Era algo que Lucía jamás hubiera imaginado porque siempre había temido imaginar, pero era inenarrable el intenso placer que sentía, mezcla de la sensación física y del morbo que estimulaba cada una de sus neuronas. Buscó a Juan con la mirada, girando su cuello al límite. Su cuerpo joven, moreno, sudoroso brillaba por momentos bajo la luz que se filtraba entre las hojas del limonero. El gesto de su cara, de placer y dominio absolutos le provocó una nueva ola de excitación. Las fuertes embestidas que movían todo su cuerpo abriéndola cada vez más la enloquecían.

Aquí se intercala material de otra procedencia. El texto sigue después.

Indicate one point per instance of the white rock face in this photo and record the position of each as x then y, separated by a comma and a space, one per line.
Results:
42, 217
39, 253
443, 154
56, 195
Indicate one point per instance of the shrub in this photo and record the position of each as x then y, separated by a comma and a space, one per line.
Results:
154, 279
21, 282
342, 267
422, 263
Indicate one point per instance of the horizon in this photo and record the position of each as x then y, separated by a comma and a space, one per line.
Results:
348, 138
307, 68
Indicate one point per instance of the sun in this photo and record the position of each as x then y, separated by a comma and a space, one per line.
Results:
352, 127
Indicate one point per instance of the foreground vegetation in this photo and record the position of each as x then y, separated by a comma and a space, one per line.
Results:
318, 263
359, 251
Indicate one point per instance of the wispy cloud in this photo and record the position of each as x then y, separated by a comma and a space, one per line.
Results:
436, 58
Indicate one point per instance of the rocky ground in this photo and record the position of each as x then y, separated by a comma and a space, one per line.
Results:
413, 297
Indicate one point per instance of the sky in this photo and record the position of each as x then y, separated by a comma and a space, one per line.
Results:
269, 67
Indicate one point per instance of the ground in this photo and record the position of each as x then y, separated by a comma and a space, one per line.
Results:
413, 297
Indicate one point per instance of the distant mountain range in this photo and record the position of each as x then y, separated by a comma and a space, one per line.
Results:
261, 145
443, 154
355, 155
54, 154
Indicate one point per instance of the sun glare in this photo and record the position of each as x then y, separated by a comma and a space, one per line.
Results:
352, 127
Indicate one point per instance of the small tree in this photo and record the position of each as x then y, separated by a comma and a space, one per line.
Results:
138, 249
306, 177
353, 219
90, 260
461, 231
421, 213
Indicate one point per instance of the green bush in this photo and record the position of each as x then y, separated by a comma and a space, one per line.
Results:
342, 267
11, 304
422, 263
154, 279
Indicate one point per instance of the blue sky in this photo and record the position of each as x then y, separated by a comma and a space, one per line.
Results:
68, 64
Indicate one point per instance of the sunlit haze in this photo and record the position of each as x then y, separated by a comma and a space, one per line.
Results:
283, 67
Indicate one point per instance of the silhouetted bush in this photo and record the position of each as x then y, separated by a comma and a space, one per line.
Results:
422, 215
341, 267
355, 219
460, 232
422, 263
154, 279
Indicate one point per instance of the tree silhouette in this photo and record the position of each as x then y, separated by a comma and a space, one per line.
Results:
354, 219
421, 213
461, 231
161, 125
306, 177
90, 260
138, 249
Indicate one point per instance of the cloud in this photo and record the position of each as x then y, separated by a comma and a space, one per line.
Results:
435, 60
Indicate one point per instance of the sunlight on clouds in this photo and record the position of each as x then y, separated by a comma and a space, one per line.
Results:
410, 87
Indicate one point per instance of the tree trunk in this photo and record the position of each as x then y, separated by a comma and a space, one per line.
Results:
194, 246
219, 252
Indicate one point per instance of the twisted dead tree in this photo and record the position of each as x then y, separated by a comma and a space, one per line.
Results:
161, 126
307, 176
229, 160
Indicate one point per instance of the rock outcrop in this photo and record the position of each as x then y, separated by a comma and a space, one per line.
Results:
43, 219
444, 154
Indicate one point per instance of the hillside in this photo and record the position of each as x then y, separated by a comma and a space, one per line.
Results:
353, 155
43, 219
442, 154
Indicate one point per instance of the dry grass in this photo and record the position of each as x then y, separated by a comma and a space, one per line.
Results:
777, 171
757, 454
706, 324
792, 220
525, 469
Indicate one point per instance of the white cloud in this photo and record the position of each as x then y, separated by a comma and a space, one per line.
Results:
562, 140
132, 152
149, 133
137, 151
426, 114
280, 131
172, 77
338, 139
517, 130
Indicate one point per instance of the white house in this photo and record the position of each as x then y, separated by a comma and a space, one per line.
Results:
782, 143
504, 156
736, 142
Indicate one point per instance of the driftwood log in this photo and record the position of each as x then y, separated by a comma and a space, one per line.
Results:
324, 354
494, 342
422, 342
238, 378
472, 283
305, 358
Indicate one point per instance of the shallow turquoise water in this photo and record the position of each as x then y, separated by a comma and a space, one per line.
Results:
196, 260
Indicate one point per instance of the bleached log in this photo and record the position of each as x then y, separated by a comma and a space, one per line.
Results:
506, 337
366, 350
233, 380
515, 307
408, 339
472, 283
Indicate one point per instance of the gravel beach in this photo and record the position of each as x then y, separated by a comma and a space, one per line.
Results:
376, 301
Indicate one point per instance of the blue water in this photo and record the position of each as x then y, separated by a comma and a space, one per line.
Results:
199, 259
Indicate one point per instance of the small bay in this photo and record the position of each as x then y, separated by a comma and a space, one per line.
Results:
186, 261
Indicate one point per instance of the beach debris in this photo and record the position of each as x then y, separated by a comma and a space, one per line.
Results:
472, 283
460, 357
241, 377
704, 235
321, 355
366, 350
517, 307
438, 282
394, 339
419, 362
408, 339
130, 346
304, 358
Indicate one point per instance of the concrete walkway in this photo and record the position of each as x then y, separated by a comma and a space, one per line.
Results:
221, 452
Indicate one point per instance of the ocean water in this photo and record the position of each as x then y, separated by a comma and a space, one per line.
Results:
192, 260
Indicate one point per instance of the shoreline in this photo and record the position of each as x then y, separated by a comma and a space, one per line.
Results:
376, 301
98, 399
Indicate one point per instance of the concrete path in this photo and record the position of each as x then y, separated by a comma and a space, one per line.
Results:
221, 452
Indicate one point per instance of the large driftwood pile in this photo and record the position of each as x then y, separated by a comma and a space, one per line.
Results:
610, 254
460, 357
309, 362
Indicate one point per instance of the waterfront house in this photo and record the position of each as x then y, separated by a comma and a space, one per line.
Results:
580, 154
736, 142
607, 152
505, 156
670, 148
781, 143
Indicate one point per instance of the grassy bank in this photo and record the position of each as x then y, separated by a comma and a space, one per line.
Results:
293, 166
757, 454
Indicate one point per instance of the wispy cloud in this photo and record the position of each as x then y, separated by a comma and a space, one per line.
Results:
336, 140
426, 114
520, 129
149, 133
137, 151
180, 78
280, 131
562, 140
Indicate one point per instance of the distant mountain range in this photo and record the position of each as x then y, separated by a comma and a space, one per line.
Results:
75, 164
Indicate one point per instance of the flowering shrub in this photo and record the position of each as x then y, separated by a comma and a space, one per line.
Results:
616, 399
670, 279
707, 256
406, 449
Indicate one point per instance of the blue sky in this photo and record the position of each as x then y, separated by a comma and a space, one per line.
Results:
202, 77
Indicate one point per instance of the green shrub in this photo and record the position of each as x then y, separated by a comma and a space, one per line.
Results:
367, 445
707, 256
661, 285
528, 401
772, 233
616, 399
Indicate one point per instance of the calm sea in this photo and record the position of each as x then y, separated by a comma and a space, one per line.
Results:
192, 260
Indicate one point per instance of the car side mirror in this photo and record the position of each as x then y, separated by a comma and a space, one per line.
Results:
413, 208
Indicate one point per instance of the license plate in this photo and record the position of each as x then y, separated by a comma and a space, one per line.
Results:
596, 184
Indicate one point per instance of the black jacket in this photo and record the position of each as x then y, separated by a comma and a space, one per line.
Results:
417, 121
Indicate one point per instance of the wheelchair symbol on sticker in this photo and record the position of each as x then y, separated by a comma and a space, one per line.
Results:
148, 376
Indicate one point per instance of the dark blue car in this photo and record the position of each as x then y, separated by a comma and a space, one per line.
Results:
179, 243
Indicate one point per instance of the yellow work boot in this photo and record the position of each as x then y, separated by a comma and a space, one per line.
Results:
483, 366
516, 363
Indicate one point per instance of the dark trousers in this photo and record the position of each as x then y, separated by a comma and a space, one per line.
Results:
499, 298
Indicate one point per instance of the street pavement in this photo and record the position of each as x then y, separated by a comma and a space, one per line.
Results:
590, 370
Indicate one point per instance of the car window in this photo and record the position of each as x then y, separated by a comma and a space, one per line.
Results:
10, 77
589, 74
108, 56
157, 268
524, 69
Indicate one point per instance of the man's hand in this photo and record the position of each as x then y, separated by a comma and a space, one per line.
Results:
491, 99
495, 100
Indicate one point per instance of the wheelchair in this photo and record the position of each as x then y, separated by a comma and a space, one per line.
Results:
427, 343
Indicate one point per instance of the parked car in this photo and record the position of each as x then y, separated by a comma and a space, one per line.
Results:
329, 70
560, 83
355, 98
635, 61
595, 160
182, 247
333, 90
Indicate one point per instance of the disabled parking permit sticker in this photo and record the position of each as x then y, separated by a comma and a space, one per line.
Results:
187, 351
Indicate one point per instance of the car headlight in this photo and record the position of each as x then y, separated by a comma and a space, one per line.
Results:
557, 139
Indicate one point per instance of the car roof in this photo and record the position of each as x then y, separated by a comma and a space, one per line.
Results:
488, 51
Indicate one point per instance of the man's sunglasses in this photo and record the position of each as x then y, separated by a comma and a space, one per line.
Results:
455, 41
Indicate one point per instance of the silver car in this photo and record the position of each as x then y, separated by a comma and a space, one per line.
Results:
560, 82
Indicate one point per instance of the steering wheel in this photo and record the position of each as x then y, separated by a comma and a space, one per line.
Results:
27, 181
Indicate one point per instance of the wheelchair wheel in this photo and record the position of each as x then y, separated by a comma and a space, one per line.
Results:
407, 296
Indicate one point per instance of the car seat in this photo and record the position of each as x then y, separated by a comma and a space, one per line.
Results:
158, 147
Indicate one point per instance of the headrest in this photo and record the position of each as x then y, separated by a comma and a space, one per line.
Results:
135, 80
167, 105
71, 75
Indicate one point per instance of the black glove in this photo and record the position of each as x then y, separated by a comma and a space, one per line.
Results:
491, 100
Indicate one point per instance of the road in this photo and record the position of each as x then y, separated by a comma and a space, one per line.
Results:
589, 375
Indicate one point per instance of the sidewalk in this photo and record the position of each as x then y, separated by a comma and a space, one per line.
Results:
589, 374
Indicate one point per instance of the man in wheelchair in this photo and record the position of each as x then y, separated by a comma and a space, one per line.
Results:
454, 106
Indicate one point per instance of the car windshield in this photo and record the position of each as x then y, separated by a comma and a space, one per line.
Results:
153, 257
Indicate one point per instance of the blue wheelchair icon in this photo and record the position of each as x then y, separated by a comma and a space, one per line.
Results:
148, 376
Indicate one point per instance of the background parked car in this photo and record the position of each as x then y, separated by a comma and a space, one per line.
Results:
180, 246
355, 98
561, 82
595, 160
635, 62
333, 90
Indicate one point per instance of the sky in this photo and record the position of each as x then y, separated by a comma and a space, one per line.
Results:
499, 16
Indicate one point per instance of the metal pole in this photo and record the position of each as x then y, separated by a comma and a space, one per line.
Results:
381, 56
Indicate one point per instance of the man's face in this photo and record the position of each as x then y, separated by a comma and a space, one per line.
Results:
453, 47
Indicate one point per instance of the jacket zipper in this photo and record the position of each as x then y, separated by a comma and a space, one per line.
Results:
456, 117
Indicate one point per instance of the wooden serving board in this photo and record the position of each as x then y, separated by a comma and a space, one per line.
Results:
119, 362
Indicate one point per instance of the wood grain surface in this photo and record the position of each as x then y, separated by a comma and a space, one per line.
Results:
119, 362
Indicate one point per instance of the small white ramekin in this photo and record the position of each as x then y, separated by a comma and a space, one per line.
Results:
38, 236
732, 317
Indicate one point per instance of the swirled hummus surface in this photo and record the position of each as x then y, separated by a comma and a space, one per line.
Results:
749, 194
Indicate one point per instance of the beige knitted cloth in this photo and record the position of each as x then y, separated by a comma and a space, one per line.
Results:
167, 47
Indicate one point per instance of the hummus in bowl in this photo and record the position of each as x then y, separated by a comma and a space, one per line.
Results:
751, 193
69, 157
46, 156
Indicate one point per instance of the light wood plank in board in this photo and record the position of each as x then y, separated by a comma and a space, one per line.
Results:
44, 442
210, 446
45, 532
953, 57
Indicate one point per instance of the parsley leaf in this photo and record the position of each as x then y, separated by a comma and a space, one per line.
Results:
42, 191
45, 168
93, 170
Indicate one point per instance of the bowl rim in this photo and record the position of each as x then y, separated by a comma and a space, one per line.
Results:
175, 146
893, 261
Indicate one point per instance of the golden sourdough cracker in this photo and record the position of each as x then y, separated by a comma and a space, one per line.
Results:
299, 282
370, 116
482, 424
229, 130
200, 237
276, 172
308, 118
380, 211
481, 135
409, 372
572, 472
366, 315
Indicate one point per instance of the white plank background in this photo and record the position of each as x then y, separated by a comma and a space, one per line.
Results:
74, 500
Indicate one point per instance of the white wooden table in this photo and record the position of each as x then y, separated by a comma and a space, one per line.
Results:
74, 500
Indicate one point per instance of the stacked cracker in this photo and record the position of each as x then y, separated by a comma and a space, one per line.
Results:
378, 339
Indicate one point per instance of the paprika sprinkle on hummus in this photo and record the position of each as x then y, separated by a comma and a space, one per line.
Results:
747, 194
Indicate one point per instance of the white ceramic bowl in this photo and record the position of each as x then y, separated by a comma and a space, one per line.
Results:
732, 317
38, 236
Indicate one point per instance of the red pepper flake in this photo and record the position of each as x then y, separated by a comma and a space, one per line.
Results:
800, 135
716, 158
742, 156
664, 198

Hasta que pasado poco tiempo, el calor intenso y súbito del orgasmo de él la invadió por completo, colmándola de un placer que se le antojaba inalcanzable hasta aquel preciso momento. Sus respiraciones se habían coordinado hacía rato; los jadeos de sus respectivos orgasmos lo hicieron ahora. Aún sin detener del todo el movimiento y sin ceder un milímetro la penetración, Juan abrazó su cuerpo obligándola a erguirse, la estrechó con sus brazos a la altura de sus pechos y empezó a besar y a lamer su nuca y sus hombros. Ella sintió el flujo de su propio orgasmo desplazándose por los muslos hacia abajo como un torrente imparable. Por fin, Juan se separó de ella y ella se puso en pie y corrió a abrazar y besar a aquel perfecto desconocido que había demostrado conocerla como nadie…
***
Un golpe de aire hizo que se cayera el libro de recetas que tenía encima de la mesa sobresaltándola, provocando que Lucía saliera de golpe de un trance que estaba encendiendo cada centímetro de su piel con un fuego impropio de ella. Se quedó inmóvil un segundo más, sonriendo ampliamente aún con su torso desnudo recorrido por la ardiente brisa que se filtraba por la ventana y por la puerta. “Tenemos un nuevo vecino” pensó… y volvió a sonreír. Realmente era un día de muchísimo calor.